Selects the optimal basis type (Fourier or P-spline) and number of basis functions for each curve individually using model selection criteria. This is useful when working with mixed datasets containing both seasonal and non-seasonal curves.
Usage
select.basis.auto(
fdataobj,
criterion = c("GCV", "AIC", "BIC"),
nbasis.range = NULL,
lambda.pspline = NULL,
use.seasonal.hint = TRUE
)Arguments
- fdataobj
An fdata object.
- criterion
Model selection criterion: "GCV" (default), "AIC", or "BIC".
- nbasis.range
Optional numeric vector of length 2 specifying
c(min, max)for nbasis search range.
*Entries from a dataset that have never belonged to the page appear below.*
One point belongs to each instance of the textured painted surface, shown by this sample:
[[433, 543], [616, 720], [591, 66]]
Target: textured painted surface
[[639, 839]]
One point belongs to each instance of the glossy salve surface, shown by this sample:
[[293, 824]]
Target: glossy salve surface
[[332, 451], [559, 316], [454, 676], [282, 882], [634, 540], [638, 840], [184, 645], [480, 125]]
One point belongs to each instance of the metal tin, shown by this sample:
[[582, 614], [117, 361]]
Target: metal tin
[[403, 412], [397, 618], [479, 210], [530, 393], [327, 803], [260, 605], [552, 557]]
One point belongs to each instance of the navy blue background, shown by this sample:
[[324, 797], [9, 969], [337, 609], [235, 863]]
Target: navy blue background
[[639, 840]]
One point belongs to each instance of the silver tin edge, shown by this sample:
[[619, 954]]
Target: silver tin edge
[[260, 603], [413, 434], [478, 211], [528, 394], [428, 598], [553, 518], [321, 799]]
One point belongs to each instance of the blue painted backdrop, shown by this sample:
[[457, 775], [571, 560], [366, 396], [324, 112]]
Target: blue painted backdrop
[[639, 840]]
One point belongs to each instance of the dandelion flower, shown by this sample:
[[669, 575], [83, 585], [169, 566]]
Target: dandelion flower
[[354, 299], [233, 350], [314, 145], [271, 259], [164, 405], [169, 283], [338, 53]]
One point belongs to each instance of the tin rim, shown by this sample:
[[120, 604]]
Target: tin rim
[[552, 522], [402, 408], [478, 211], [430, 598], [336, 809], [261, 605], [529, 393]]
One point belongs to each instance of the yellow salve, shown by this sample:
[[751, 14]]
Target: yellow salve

If NULL, automatic ranges are used: Fourier 3-25, P-spline 6-40 (or limited by data length).- lambda.pspline
Smoothing parameter for P-splines. If NULL (default), lambda is automatically selected from a grid for each curve.
- use.seasonal.hint
Logical. If TRUE (default), uses FFT-based seasonality detection to inform basis preference. Seasonal curves start Fourier search from 5 basis functions.
Value
A list of class "basis.auto" with:
- basis.type
Character vector ("pspline" or "fourier") for each curve
- nbasis
Integer vector of selected nbasis per curve
- score
Numeric vector of best criterion scores
- coefficients
List of coefficient vectors for each curve
- fitted
fdata object with fitted values
- edf
Numeric vector of effective degrees of freedom
- seasonal.detected
Logical vector indicating detected seasonality
- lambda
Numeric vector of lambda values (NA for Fourier curves)
- criterion
Character string of criterion used
- original
Original fdata object
Details
For each curve, the function searches over:
Fourier basis: odd nbasis values from 3 (or 5 if seasonal) to min(m/3, 25)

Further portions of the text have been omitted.